= Peirce Island =

Peirce Island is a historic 27 acre island owned by the city of Portsmouth, New Hampshire, and is connected to adjacent outlying Four Tree Island. It is connected to the mainland by the Peirce Island bridge. The islands are open to the public and have views of salt marsh, tidal pools, rocky cliffs, and meadows as well as the Portsmouth Naval Shipyard, the South End, three bridges over the Piscataqua River, the "back channel", and a small island toward New Castle, New Hampshire. There is also an outdoor pool, walking paths, playgrounds, and boat launch area.

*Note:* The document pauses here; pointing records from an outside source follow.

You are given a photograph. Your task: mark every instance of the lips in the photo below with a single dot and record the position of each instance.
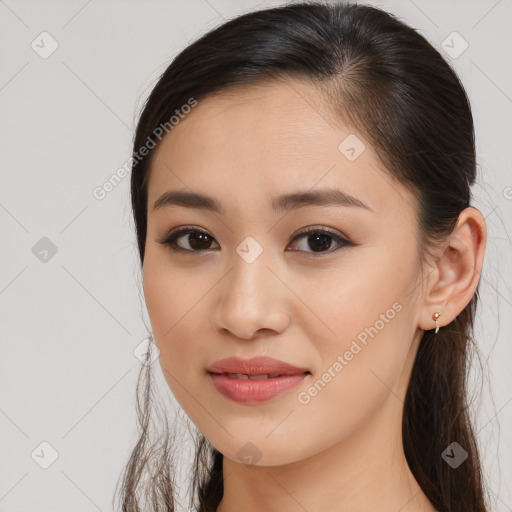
(254, 368)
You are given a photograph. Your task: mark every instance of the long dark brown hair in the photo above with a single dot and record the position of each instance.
(385, 79)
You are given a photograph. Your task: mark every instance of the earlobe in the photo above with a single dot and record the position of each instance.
(458, 271)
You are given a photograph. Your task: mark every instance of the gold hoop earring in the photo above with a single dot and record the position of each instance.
(435, 316)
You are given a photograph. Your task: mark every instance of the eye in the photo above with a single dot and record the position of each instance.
(190, 239)
(320, 240)
(196, 239)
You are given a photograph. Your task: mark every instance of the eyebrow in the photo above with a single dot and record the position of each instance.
(294, 200)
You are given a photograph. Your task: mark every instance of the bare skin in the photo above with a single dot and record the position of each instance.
(342, 450)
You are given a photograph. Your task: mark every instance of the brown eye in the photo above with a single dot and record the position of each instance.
(188, 240)
(319, 241)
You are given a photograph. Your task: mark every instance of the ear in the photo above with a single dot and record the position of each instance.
(452, 283)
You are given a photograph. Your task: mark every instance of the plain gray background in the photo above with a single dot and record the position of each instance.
(71, 305)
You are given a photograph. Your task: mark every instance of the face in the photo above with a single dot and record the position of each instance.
(250, 280)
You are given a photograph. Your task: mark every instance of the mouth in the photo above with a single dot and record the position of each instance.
(244, 376)
(257, 388)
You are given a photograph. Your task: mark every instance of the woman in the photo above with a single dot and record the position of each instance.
(301, 195)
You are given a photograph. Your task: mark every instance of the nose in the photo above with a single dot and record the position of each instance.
(252, 300)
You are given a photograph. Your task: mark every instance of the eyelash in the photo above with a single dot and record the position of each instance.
(170, 239)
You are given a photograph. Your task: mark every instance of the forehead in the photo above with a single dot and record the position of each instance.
(268, 139)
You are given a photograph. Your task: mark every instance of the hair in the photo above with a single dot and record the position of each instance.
(393, 86)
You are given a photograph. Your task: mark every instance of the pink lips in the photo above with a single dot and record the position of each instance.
(245, 390)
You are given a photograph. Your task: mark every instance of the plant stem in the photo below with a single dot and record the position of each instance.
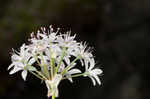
(61, 59)
(53, 96)
(36, 75)
(75, 75)
(78, 57)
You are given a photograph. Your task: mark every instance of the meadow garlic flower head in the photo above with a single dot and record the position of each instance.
(56, 55)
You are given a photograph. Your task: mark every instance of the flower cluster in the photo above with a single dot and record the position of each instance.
(52, 57)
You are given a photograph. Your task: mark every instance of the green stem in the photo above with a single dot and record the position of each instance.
(51, 62)
(36, 75)
(44, 67)
(61, 59)
(74, 76)
(53, 96)
(78, 57)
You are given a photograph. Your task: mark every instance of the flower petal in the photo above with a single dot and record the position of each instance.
(24, 74)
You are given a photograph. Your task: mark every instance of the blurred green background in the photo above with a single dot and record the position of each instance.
(119, 30)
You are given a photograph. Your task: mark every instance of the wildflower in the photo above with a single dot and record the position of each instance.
(52, 57)
(93, 73)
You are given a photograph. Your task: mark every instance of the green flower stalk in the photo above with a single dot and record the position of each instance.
(53, 52)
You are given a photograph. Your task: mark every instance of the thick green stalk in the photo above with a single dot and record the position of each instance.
(65, 70)
(44, 67)
(61, 59)
(36, 75)
(53, 96)
(78, 75)
(51, 62)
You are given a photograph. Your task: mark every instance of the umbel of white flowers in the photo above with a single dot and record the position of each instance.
(52, 57)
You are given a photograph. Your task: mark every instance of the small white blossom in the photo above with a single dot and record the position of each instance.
(93, 73)
(53, 57)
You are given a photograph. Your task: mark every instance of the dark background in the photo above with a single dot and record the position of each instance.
(119, 30)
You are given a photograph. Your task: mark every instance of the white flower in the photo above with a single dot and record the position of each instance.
(20, 61)
(52, 85)
(93, 73)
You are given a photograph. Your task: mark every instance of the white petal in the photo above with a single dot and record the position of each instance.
(10, 66)
(70, 79)
(31, 61)
(97, 71)
(93, 80)
(24, 74)
(67, 60)
(97, 79)
(15, 69)
(92, 63)
(73, 71)
(81, 62)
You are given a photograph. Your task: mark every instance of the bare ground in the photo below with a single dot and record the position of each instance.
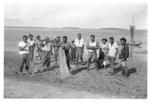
(82, 84)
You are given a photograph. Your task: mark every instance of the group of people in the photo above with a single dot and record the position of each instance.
(31, 49)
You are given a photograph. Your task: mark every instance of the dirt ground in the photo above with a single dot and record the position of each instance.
(81, 84)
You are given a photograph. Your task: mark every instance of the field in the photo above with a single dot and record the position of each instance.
(82, 84)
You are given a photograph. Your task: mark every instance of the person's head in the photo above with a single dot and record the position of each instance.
(58, 38)
(100, 49)
(123, 41)
(111, 39)
(73, 42)
(47, 39)
(79, 35)
(92, 38)
(64, 39)
(30, 36)
(104, 40)
(38, 37)
(25, 37)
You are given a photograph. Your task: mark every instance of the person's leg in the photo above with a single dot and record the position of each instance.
(77, 55)
(89, 60)
(56, 55)
(104, 62)
(22, 63)
(94, 55)
(112, 65)
(124, 67)
(27, 61)
(32, 54)
(68, 59)
(80, 54)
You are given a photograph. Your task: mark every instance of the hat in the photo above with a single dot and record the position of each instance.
(124, 39)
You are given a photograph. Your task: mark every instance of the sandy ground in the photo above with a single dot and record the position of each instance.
(82, 84)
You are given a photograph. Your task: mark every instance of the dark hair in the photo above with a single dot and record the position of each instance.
(104, 39)
(65, 37)
(112, 38)
(92, 36)
(124, 39)
(58, 36)
(30, 35)
(38, 36)
(79, 33)
(25, 36)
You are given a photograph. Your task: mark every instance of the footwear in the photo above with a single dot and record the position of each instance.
(88, 69)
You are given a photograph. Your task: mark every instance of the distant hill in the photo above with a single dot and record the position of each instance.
(67, 28)
(113, 29)
(70, 28)
(25, 27)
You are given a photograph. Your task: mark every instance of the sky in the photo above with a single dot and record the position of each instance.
(84, 15)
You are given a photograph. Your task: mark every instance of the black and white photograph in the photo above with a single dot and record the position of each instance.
(78, 50)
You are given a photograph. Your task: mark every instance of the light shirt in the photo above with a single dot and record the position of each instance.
(104, 48)
(25, 46)
(79, 43)
(92, 44)
(31, 42)
(47, 47)
(112, 49)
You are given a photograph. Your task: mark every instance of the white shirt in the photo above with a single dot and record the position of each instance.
(92, 44)
(31, 42)
(112, 49)
(104, 47)
(47, 47)
(79, 43)
(25, 46)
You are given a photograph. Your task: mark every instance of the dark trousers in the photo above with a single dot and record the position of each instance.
(67, 58)
(31, 53)
(24, 62)
(47, 59)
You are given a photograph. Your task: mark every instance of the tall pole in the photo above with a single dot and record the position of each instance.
(132, 27)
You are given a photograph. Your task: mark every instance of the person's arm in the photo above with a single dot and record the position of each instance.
(88, 47)
(126, 53)
(22, 48)
(117, 50)
(68, 46)
(97, 45)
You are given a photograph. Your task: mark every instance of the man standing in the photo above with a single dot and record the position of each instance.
(66, 47)
(57, 45)
(123, 55)
(31, 42)
(104, 47)
(112, 53)
(24, 54)
(79, 43)
(46, 51)
(38, 48)
(92, 46)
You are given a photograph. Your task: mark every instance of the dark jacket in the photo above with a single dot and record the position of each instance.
(124, 53)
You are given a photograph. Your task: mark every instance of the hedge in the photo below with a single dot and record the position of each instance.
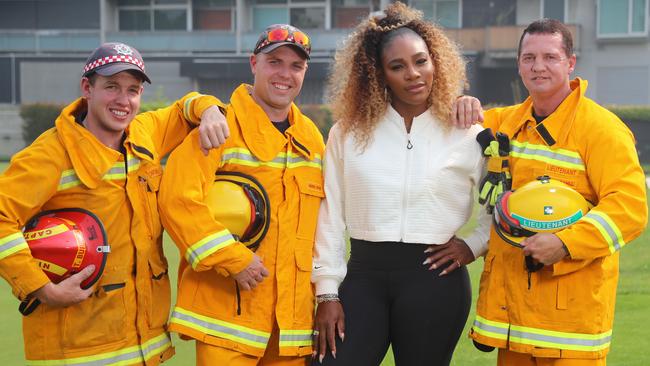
(37, 118)
(631, 113)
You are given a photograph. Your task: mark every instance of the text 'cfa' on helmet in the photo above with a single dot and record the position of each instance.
(64, 242)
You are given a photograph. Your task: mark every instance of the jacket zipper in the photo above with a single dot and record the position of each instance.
(409, 147)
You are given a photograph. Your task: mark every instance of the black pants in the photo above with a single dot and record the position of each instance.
(389, 297)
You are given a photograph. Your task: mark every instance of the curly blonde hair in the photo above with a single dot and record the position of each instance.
(357, 87)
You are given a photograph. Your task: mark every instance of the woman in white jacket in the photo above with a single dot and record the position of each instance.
(399, 181)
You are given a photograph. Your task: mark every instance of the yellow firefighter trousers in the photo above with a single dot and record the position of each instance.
(510, 358)
(209, 355)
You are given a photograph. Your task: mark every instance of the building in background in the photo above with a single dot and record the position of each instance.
(205, 44)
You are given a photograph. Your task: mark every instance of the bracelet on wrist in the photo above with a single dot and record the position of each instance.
(327, 298)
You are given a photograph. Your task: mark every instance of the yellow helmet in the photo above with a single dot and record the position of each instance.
(541, 206)
(241, 204)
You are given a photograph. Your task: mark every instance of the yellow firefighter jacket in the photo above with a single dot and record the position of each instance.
(568, 310)
(288, 166)
(124, 320)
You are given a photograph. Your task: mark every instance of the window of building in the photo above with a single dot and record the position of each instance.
(622, 18)
(481, 13)
(153, 15)
(554, 9)
(304, 14)
(348, 13)
(213, 14)
(446, 12)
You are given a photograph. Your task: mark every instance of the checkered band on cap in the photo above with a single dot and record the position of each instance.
(111, 59)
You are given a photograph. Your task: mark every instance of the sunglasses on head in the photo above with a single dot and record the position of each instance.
(287, 35)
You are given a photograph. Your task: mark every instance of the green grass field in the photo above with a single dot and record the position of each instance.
(629, 344)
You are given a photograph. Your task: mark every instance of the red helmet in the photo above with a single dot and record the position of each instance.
(66, 241)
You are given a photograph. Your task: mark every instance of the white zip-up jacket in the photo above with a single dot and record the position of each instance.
(412, 187)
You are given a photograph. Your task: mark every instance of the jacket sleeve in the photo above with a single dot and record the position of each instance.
(621, 211)
(477, 240)
(168, 126)
(203, 241)
(30, 180)
(329, 265)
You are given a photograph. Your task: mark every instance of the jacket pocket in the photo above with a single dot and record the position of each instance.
(100, 319)
(160, 300)
(311, 194)
(149, 178)
(304, 295)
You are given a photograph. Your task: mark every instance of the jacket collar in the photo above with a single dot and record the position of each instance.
(261, 137)
(558, 124)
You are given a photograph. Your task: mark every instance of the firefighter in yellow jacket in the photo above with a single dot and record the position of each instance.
(101, 157)
(244, 307)
(563, 314)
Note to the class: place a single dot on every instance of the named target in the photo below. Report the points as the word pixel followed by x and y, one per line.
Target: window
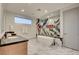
pixel 19 20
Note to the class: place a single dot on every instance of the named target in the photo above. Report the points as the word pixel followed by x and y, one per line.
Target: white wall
pixel 71 28
pixel 20 28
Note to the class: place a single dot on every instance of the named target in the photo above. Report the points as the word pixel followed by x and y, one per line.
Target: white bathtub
pixel 47 41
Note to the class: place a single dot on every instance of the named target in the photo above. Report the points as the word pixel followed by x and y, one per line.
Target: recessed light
pixel 22 10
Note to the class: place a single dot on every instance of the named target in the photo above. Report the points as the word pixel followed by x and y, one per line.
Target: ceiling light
pixel 46 11
pixel 22 10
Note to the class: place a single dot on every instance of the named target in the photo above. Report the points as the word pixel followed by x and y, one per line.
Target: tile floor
pixel 36 48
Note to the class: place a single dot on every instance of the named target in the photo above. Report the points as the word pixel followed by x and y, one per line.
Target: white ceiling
pixel 30 9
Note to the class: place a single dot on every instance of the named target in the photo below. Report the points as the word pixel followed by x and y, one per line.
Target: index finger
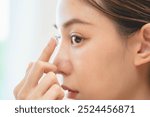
pixel 48 50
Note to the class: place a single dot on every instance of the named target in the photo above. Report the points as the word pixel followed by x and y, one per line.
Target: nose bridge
pixel 62 53
pixel 62 60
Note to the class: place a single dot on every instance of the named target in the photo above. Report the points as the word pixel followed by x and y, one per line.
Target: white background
pixel 28 29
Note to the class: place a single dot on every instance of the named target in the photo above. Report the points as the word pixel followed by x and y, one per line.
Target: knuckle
pixel 38 64
pixel 53 79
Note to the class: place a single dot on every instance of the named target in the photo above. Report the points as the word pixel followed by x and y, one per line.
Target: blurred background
pixel 25 28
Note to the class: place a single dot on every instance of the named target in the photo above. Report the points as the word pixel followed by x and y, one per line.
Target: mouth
pixel 72 94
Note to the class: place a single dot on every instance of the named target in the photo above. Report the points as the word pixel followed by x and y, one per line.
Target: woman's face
pixel 93 57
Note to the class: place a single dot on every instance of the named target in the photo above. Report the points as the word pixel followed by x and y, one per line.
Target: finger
pixel 32 79
pixel 48 50
pixel 18 87
pixel 54 93
pixel 37 71
pixel 46 83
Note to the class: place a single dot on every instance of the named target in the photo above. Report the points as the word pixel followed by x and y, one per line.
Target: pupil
pixel 77 39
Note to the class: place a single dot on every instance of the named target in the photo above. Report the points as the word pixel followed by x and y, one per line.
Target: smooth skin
pixel 48 88
pixel 96 61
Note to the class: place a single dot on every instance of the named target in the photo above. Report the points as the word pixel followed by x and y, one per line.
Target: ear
pixel 143 51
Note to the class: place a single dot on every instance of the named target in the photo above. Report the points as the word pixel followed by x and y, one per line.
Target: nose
pixel 62 60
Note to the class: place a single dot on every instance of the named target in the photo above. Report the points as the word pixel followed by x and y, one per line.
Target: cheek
pixel 99 68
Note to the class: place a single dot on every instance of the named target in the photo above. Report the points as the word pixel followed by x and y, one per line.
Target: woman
pixel 104 53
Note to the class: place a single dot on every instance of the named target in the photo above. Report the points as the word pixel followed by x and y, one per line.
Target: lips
pixel 72 94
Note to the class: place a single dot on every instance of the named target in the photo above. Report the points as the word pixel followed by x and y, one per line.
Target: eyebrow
pixel 73 21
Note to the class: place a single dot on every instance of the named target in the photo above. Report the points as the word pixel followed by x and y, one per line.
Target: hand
pixel 48 88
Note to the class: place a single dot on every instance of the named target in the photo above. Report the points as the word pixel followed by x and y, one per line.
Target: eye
pixel 76 40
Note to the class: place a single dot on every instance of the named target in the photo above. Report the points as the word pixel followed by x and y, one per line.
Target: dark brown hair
pixel 130 15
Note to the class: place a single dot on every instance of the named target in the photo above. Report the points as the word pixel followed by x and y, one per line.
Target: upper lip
pixel 69 89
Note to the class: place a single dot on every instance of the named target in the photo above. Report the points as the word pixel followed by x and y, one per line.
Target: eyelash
pixel 73 38
pixel 76 40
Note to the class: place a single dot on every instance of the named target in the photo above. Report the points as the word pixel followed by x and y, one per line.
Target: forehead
pixel 76 9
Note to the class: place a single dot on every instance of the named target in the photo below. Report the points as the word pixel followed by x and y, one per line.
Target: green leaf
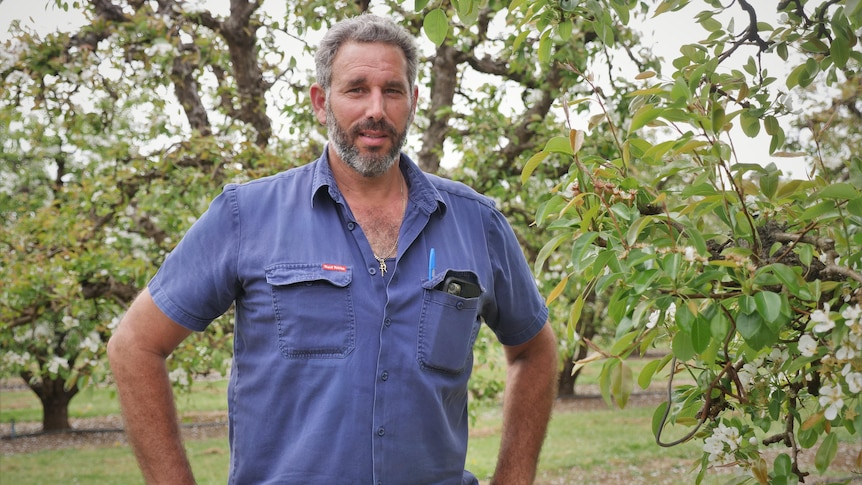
pixel 624 343
pixel 783 465
pixel 755 331
pixel 647 373
pixel 840 52
pixel 826 453
pixel 622 384
pixel 838 191
pixel 436 26
pixel 816 211
pixel 547 250
pixel 798 73
pixel 750 124
pixel 545 47
pixel 559 144
pixel 700 336
pixel 658 418
pixel 644 115
pixel 681 346
pixel 768 305
pixel 531 165
pixel 636 228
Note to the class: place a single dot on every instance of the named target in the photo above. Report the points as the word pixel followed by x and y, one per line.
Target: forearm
pixel 137 352
pixel 150 417
pixel 528 401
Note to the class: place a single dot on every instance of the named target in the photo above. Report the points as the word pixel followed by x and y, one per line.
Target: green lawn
pixel 599 445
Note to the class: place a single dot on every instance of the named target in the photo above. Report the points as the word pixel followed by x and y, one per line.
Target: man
pixel 360 284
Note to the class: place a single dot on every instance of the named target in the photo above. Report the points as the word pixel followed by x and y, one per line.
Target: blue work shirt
pixel 341 374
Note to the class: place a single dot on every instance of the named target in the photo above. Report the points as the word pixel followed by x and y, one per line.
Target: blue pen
pixel 431 264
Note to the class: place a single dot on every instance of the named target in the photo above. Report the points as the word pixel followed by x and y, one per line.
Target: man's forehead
pixel 357 63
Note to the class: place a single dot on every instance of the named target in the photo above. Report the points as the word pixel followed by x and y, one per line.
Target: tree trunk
pixel 55 400
pixel 566 383
pixel 588 328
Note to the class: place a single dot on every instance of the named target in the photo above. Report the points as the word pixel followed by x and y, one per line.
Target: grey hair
pixel 364 28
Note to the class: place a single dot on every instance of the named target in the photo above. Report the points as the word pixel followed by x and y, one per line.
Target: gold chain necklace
pixel 382 261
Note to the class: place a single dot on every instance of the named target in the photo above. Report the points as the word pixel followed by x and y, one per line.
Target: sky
pixel 662 32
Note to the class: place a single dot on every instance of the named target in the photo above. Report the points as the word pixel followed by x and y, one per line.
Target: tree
pixel 117 136
pixel 752 280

There is a sewer treatment plant on the island. Public amenities include parking, a public boat ramp, walking paths, historical markers, rest room on Four Tree Island only, public pool for summer use, and a small playground.

The island is located past the historic Point of Graves Burial Ground over the Peirce Island bridge. Fort Washington was located on the island. More recently, the area was known as a meeting place for gay paramours. Fort Washington and Fort Sullivan were built in 1775 and were named for George Washington and local war hero John Sullivan. Fort Washington was a star-shaped earthwork. Both forts were commanded by Captain Titus Salter (or Salten) during the American Revolution. They were re-garrisoned in the War of 1812 and abandoned after that war.

The islands were dog friendly until 2016.